Thursday night thousands of angry football fans descended on the island of Zamalek, a posh neighbourhood popular with rich Egyptians, diplomats, businessmen and journalists. They were heading to the Algerian Embassy on Hassan Sabri Street.

Wednesday evening the Algerian and Egyptian football teams faced off in Khartoum, Sudan, for a final qualifying match for the 2010 World Cup, aptly described by the Daily Telegraph as the "play off from hell." Algeria won 1-0, earning itself a spot in the 2010 World Cup and sending Egypt home.

Egypt and Algeria came to a standstill Wednesday evening to watch the match, played in Khartoum's Marreekh Stadium. Al-Marreekh is Arabic for the planet Mars, and Mars, of course, was the god of war.

The football rivalry sparked a nasty media war, in which each side accused the other of murdering their respective nationals and trashing property. The Algerian government suddenly slapped the Egyptian telecom giant Orascam with a back-tax bill of nearly $600 million for what Orascam calls "unfounded and unacceptable" claims.

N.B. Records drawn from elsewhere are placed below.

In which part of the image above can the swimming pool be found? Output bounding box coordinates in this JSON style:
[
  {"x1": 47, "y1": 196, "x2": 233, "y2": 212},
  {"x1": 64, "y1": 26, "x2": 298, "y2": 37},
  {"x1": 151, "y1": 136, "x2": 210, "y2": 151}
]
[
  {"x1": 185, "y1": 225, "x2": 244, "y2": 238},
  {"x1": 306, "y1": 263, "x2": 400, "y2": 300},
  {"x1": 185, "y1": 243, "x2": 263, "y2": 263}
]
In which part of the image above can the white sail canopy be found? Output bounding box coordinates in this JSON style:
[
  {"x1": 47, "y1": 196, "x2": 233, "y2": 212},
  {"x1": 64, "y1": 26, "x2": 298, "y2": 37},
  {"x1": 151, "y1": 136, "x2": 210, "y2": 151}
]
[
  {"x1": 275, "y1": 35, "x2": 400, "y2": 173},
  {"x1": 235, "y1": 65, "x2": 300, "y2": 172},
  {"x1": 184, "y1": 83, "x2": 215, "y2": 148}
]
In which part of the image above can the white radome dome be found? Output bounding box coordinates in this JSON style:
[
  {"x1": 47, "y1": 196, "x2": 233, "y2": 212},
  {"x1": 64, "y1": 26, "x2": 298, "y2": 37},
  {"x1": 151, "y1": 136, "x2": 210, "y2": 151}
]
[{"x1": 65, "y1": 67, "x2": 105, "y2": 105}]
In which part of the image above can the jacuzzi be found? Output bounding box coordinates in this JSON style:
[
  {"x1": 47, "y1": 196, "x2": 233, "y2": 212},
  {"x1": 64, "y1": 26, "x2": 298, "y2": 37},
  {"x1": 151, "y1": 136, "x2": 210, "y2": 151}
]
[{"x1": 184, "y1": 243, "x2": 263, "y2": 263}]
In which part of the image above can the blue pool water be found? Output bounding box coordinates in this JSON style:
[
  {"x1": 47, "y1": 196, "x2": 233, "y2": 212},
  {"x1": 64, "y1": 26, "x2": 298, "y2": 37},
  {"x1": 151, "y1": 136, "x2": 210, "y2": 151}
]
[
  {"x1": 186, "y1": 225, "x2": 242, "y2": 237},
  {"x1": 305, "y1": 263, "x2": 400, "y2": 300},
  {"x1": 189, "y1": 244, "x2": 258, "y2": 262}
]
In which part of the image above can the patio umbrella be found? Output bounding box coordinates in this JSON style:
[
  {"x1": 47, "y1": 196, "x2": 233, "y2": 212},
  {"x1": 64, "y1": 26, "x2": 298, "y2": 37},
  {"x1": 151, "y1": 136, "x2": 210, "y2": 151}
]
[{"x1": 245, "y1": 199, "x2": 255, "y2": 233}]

On Friday one Cairo daily ran a banner headline-in red-"TERROR IN SUDAN" featuring large colour photographs of a women with a bandaged head, and a police officer holding a long knife which the caption said had been used by an Algerian football fan against an Egyptian supporter.

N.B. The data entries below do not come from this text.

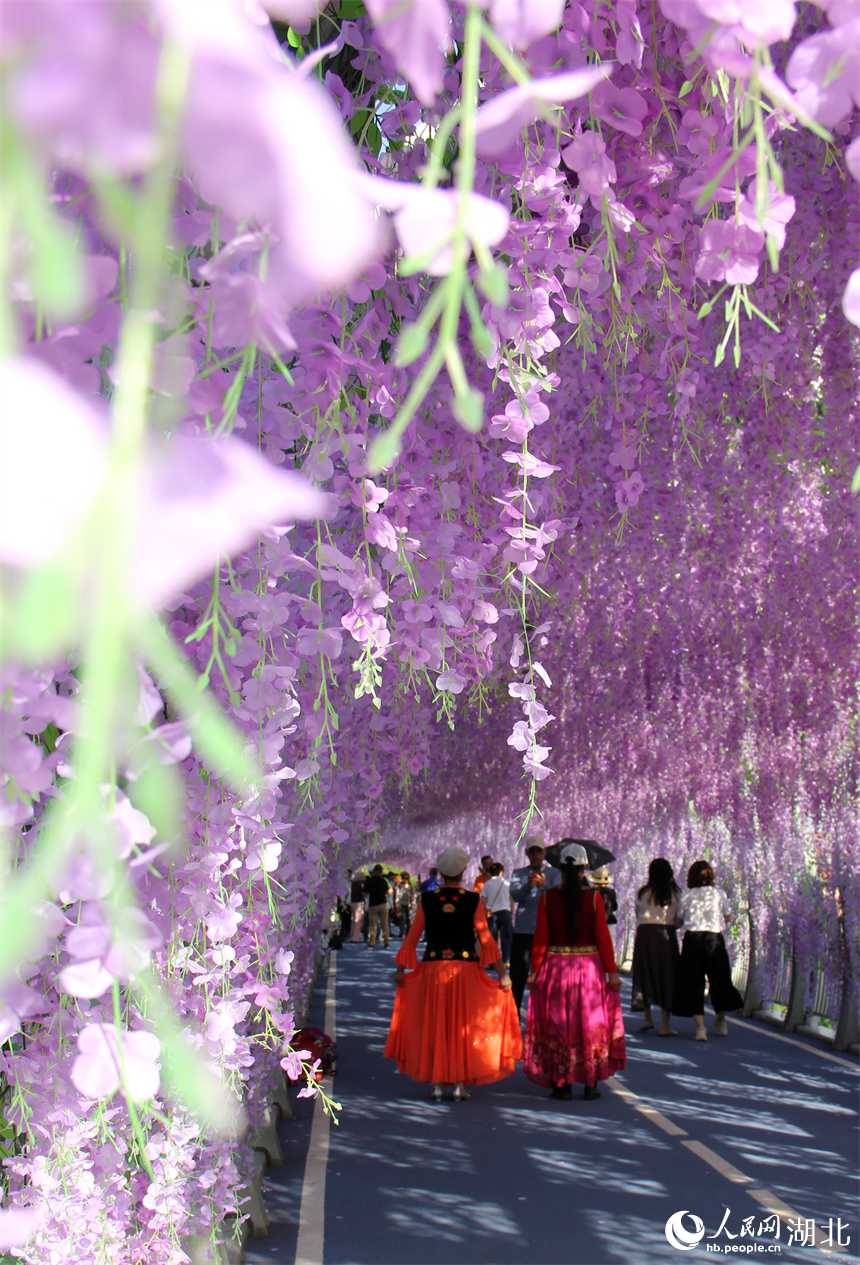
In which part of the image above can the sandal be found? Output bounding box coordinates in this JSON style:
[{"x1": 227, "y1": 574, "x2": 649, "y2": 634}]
[
  {"x1": 432, "y1": 1084, "x2": 444, "y2": 1102},
  {"x1": 451, "y1": 1083, "x2": 470, "y2": 1102}
]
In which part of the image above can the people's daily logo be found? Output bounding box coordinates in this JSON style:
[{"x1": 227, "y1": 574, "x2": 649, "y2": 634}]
[{"x1": 666, "y1": 1211, "x2": 706, "y2": 1250}]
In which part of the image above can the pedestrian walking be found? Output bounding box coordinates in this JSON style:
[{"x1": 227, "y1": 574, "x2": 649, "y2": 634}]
[
  {"x1": 419, "y1": 867, "x2": 442, "y2": 895},
  {"x1": 630, "y1": 858, "x2": 682, "y2": 1035},
  {"x1": 348, "y1": 869, "x2": 366, "y2": 943},
  {"x1": 524, "y1": 842, "x2": 626, "y2": 1101},
  {"x1": 590, "y1": 866, "x2": 618, "y2": 925},
  {"x1": 365, "y1": 864, "x2": 391, "y2": 948},
  {"x1": 480, "y1": 863, "x2": 513, "y2": 966},
  {"x1": 473, "y1": 854, "x2": 494, "y2": 894},
  {"x1": 384, "y1": 847, "x2": 522, "y2": 1102},
  {"x1": 397, "y1": 871, "x2": 415, "y2": 939},
  {"x1": 673, "y1": 860, "x2": 744, "y2": 1040},
  {"x1": 509, "y1": 836, "x2": 562, "y2": 1014}
]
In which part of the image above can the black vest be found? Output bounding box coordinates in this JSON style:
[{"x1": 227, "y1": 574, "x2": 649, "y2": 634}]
[{"x1": 421, "y1": 887, "x2": 479, "y2": 962}]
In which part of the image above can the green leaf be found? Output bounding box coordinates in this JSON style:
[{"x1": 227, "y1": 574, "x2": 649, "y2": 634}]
[
  {"x1": 452, "y1": 387, "x2": 484, "y2": 433},
  {"x1": 471, "y1": 324, "x2": 493, "y2": 358},
  {"x1": 679, "y1": 80, "x2": 695, "y2": 99},
  {"x1": 127, "y1": 760, "x2": 183, "y2": 850},
  {"x1": 134, "y1": 971, "x2": 243, "y2": 1137},
  {"x1": 766, "y1": 233, "x2": 780, "y2": 272},
  {"x1": 3, "y1": 121, "x2": 85, "y2": 317},
  {"x1": 1, "y1": 558, "x2": 80, "y2": 663},
  {"x1": 395, "y1": 323, "x2": 429, "y2": 365},
  {"x1": 851, "y1": 463, "x2": 860, "y2": 495},
  {"x1": 138, "y1": 617, "x2": 258, "y2": 793},
  {"x1": 477, "y1": 263, "x2": 509, "y2": 307},
  {"x1": 367, "y1": 429, "x2": 401, "y2": 473}
]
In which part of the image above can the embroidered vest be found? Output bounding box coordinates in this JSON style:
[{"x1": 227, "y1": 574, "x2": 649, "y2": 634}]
[{"x1": 421, "y1": 887, "x2": 480, "y2": 962}]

YouTube now has plenty of postings in which Egyptians and Algerians curse one another in the most colorful of language.

All of this is fueling anger and resentment.

In Zamalek Thursday evening, the crowd couldn't get through the police blockade, but vented its anger by smashing car and shop windows.

Eyewitnesses say the police initially did nothing to stop them. The assumption is that the authorities wanted the crowd to let off steam, and then go home.

But it was a tactic that didn't work. As word spread around Cairo, more people, mostly young men but a fair number of women as well, made their way to Zamalek. And clearly the police had miscalculated. They were pelted by rocks and bottles, and replied in kind. According to the Interior Ministry, more than 30 policemen were injured.

And to top it all off, the crowd turned over one of the ubiquitous riot police trucks and torched it.

After this night of chaos, the government adopted a policy of zero-tolerance Friday. Thousands of riot police lined the streets of Zamalek. The road leading to the Algerian Embassy was closed to traffic.

As is so often the case when the police are frustrated, they turn on journalists. When CNN Cairo camerawoman Mary Rogers tried to videotape a young woman with an Egyptian flag arguing with a policeman, about half a dozen cops jumped on her, grabbing her camera.

When I protested, and put my hand on the camera, they pounced on me, ripping my shirt open. Two brawny men in civilian clothing grabbed my upper arms and pulled me away. Naturally I protested, which just brought more of them down on me. I now sport two very large bruises on my arms from this encounter with the law.

To cut a long story short, after much screaming and shouting, radio and phone calls, we were told we could go. There was just one problem. The tape was not in the camera anymore. Of course, the police had no idea what had happened to it.

"This is not Egypt! They are not Egyptians," a young man who witnessed our detention told me, pointing up the road to the riot police.

But the underlying problem, perhaps, has nothing to do with football, or Algeria. Rather, there is bedrock of deep resentment among many Egyptians -- poor and well-off alike -- against an ageing, authoritarian regime widely perceived as more concerned with self-preservation and self-enrichment than the general welfare.

Today I overheard one woman -- she described herself as a housewife -- berating a police officer. "We are 80 million people in this country. We have to struggle to get by, and all you police do is beat us."

The predicament of Egypt was eloquently laid out by Egyptian journalist Sara Khorshid, who recently wrote in Cairo's Daily News: "Till this day, Egyptians continue to be stripped of their dignity, standing still vis-a-vis corruption, lawlessness, and unfair distribution of power and wealth between a small rich circle and a disadvantaged majority, whose patience may not be guaranteed for long."

The post-match uproar may pass in a day or two. But it's a stark reminder that Egypt's appearance of calm and stability may be deceiving.